Step-by-step solution

As given in the question

${\mathrm{ℝ}}^{\ast }$= multiplicative group of nonzero numbers.

${\mathrm{ℝ}}^{\ast \ast }$= multiplicative group of positive real numbers.

$\mathbf{N}\mathbf{=}\mathbf{\{}\mathbf{1}\mathbf{,}\mathbf{-}\mathbf{1}\mathbf{\}}$

Proving that ℝ∗/N  is isomorphic to ℝ∗∗

Let, $\varphi :{ℝ}^{\ast }\to {ℝ}^{\ast \ast }$

So, it can be defined by

$\varphi \left(h\right)=\left|h\right|$

First, we will show that $\Phi$ is a homomorphism.

Taking two arbitrary $a,b\in {ℝ}^{\ast }$

$\begin{array}{c}\varphi \left(ab\right)=\left|a\right|\left|b\right|\\ =\varphi \left(a\right)\varphi \left(b\right)\end{array}$

Which shows that $\varphi$ is a homomorphism.

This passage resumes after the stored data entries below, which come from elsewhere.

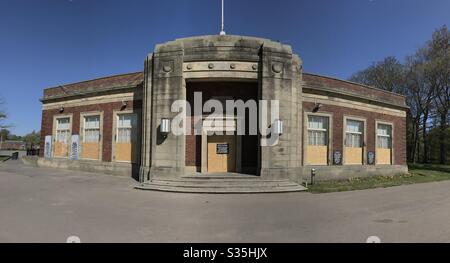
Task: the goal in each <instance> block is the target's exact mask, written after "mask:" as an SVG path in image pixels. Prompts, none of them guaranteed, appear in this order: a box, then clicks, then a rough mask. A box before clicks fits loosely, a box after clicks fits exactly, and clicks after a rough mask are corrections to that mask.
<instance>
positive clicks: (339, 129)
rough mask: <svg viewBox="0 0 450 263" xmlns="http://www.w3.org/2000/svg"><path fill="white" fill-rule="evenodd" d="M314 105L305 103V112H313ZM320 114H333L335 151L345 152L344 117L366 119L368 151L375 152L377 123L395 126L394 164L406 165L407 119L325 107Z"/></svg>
mask: <svg viewBox="0 0 450 263" xmlns="http://www.w3.org/2000/svg"><path fill="white" fill-rule="evenodd" d="M313 109H314V103H311V102H304V103H303V110H304V112H312V111H313ZM320 112H326V113H332V114H333V120H332V121H333V141H332V147H333V151H341V152H343V136H344V135H343V132H344V128H343V125H344V123H343V122H344V115H346V116H353V117H360V118H365V119H366V125H367V131H366V136H367V138H366V140H365V141H366V144H367V145H366V147H367V151H368V152H369V151H373V152H375V147H376V145H375V136H376V135H375V122H376V121H386V122H392V123H393V124H394V144H393V149H394V162H395V163H394V164H395V165H406V118H403V117H396V116H392V115H386V114H381V113H377V112H373V111H362V110H356V109H351V108H345V107H339V106H332V105H323V106H322V108H321V109H320Z"/></svg>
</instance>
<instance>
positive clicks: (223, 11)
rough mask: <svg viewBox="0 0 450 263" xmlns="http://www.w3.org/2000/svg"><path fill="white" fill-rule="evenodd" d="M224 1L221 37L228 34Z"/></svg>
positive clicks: (222, 3) (222, 9)
mask: <svg viewBox="0 0 450 263" xmlns="http://www.w3.org/2000/svg"><path fill="white" fill-rule="evenodd" d="M224 9H225V8H224V0H222V26H221V31H220V35H221V36H224V35H226V34H227V33H225V18H224V17H225V11H224Z"/></svg>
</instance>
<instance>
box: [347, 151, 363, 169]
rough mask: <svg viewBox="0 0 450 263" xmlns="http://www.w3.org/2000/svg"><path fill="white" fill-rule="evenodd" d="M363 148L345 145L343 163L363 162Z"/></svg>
mask: <svg viewBox="0 0 450 263" xmlns="http://www.w3.org/2000/svg"><path fill="white" fill-rule="evenodd" d="M362 152H363V148H353V147H345V153H344V158H345V164H358V165H361V164H362V162H363V159H362V158H363V155H362Z"/></svg>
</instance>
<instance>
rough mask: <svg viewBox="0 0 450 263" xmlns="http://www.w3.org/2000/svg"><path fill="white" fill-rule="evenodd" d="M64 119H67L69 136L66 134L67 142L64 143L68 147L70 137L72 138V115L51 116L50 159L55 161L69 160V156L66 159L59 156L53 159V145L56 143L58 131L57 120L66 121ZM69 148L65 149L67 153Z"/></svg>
mask: <svg viewBox="0 0 450 263" xmlns="http://www.w3.org/2000/svg"><path fill="white" fill-rule="evenodd" d="M66 118H68V119H69V134H68V141H67V142H66V143H67V145H68V146H67V147H69V145H70V140H71V137H72V120H73V114H72V113H70V114H58V115H54V116H53V125H52V126H53V128H52V141H53V142H52V158H56V159H68V158H69V155H67V156H66V157H60V156H58V157H55V149H56V148H55V147H54V145H55V143H56V142H58V136H57V131H58V130H59V129H58V120H59V119H66ZM69 150H70V149H69V148H67V151H68V152H69Z"/></svg>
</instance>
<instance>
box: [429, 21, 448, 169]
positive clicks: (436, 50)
mask: <svg viewBox="0 0 450 263" xmlns="http://www.w3.org/2000/svg"><path fill="white" fill-rule="evenodd" d="M427 64H428V65H427V69H428V70H427V78H428V81H429V82H430V85H431V86H432V88H433V89H435V93H436V96H435V97H434V99H435V105H436V111H437V114H438V121H439V129H440V132H439V141H440V147H439V159H440V160H439V161H440V163H441V164H445V163H446V161H447V149H446V139H447V138H446V130H447V128H448V116H449V112H450V31H449V30H448V28H447V27H446V26H443V27H441V28H440V29H438V30H436V31H435V32H434V33H433V38H432V40H431V41H430V42H429V43H428V63H427Z"/></svg>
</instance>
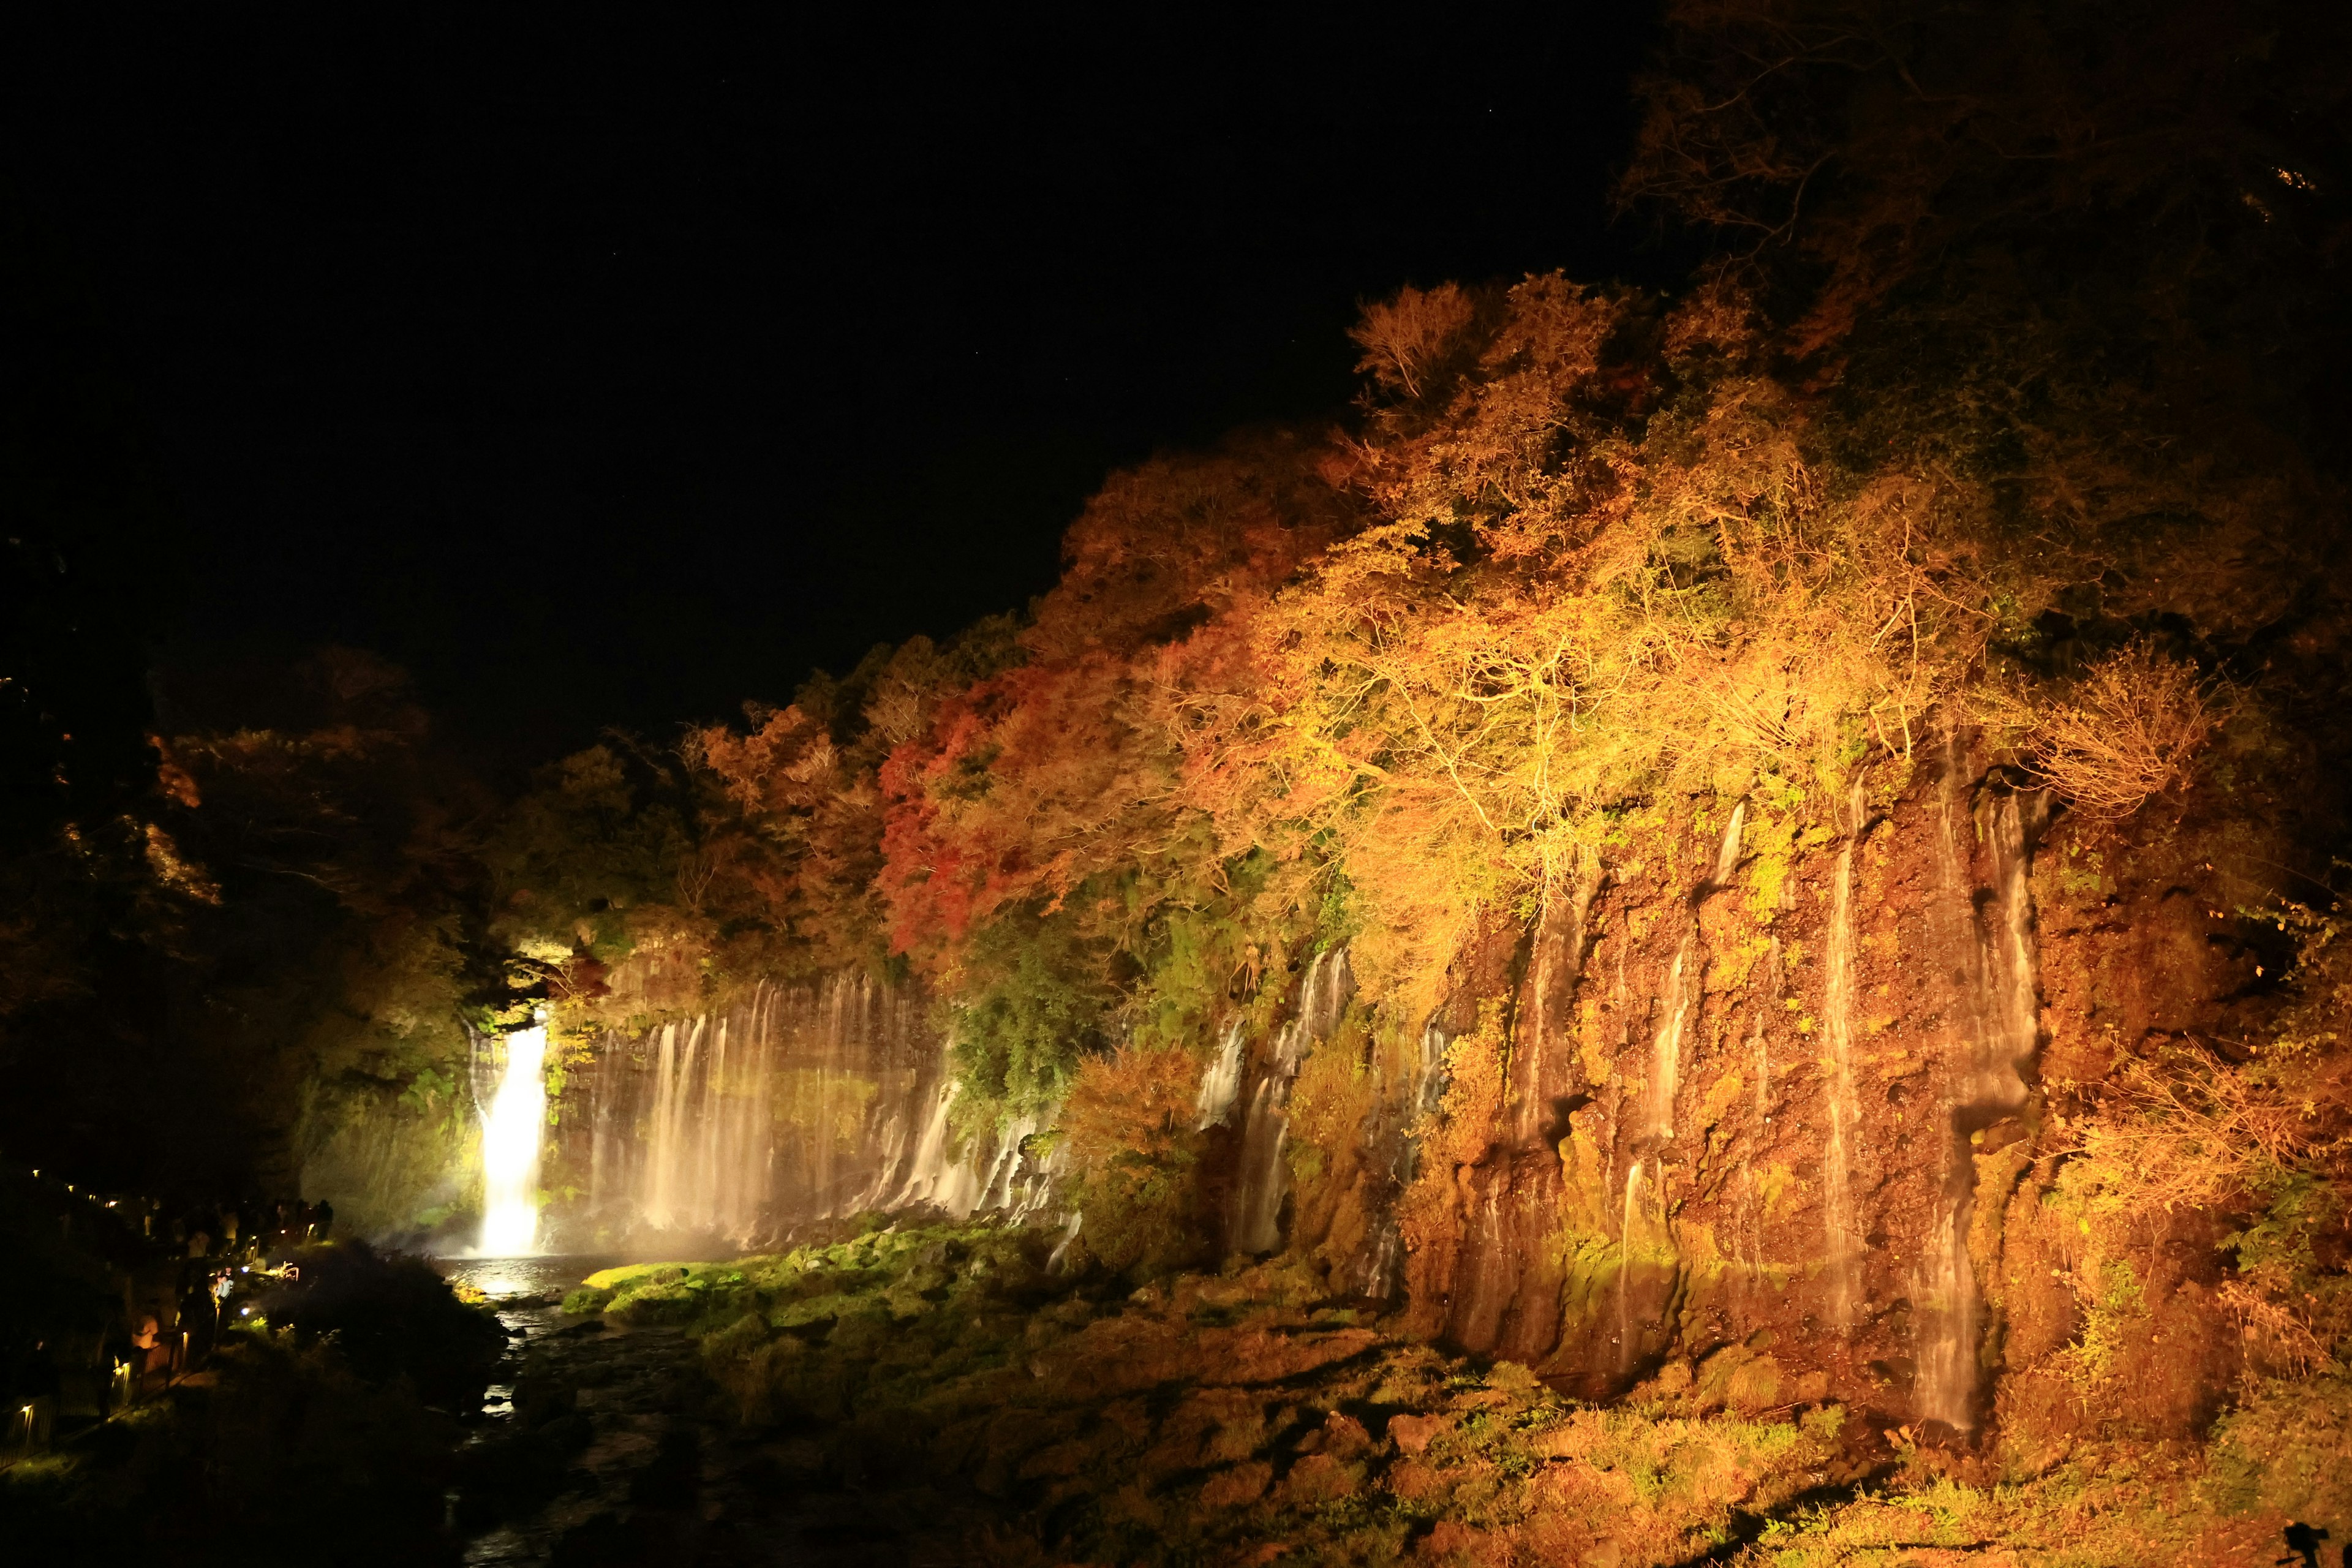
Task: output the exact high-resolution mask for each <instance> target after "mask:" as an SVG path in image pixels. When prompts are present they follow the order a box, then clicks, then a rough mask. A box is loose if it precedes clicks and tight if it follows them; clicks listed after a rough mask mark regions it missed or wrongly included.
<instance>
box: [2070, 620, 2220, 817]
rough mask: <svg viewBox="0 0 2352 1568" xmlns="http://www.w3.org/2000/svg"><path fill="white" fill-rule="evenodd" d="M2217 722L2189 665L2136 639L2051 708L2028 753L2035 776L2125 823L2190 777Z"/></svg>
mask: <svg viewBox="0 0 2352 1568" xmlns="http://www.w3.org/2000/svg"><path fill="white" fill-rule="evenodd" d="M2220 717H2223V715H2220V710H2218V705H2216V703H2213V701H2211V696H2209V689H2206V682H2204V677H2199V675H2197V670H2194V668H2192V665H2185V663H2178V661H2173V658H2166V656H2164V654H2159V651H2157V649H2154V646H2150V644H2147V642H2133V644H2129V646H2124V649H2119V651H2114V654H2110V656H2107V658H2103V661H2100V663H2096V665H2091V670H2089V672H2086V675H2084V677H2082V682H2077V686H2074V691H2072V693H2067V698H2065V701H2058V703H2053V705H2049V708H2046V710H2044V712H2042V719H2039V722H2037V724H2034V731H2032V736H2030V738H2027V743H2025V748H2027V755H2030V757H2032V769H2034V773H2039V776H2042V778H2044V780H2046V783H2049V785H2051V788H2053V790H2058V792H2060V795H2065V797H2067V799H2070V802H2074V806H2077V809H2082V811H2086V813H2091V816H2103V818H2126V816H2131V813H2133V811H2138V809H2140V806H2145V804H2147V802H2150V799H2154V797H2157V795H2164V792H2166V790H2173V788H2180V785H2185V783H2187V780H2190V771H2192V762H2194V757H2197V752H2199V750H2204V743H2206V741H2209V738H2211V736H2213V731H2216V729H2218V726H2220Z"/></svg>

If $h\in \ker \varphi$, then $\varphi \left(h\right)=\left|h\right|=1$

Since h is the identity element of ${ℝ}^{\ast }$, it can be either 1 or -1. Hence = N. So $\varphi$ is surjective too.

Therefore, from the first theorem of isomorphism and the above results, we can conclude that ${ℝ}^{\ast }/N$ is isomorphic to ${\mathrm{ℝ}}^{\ast \ast }$.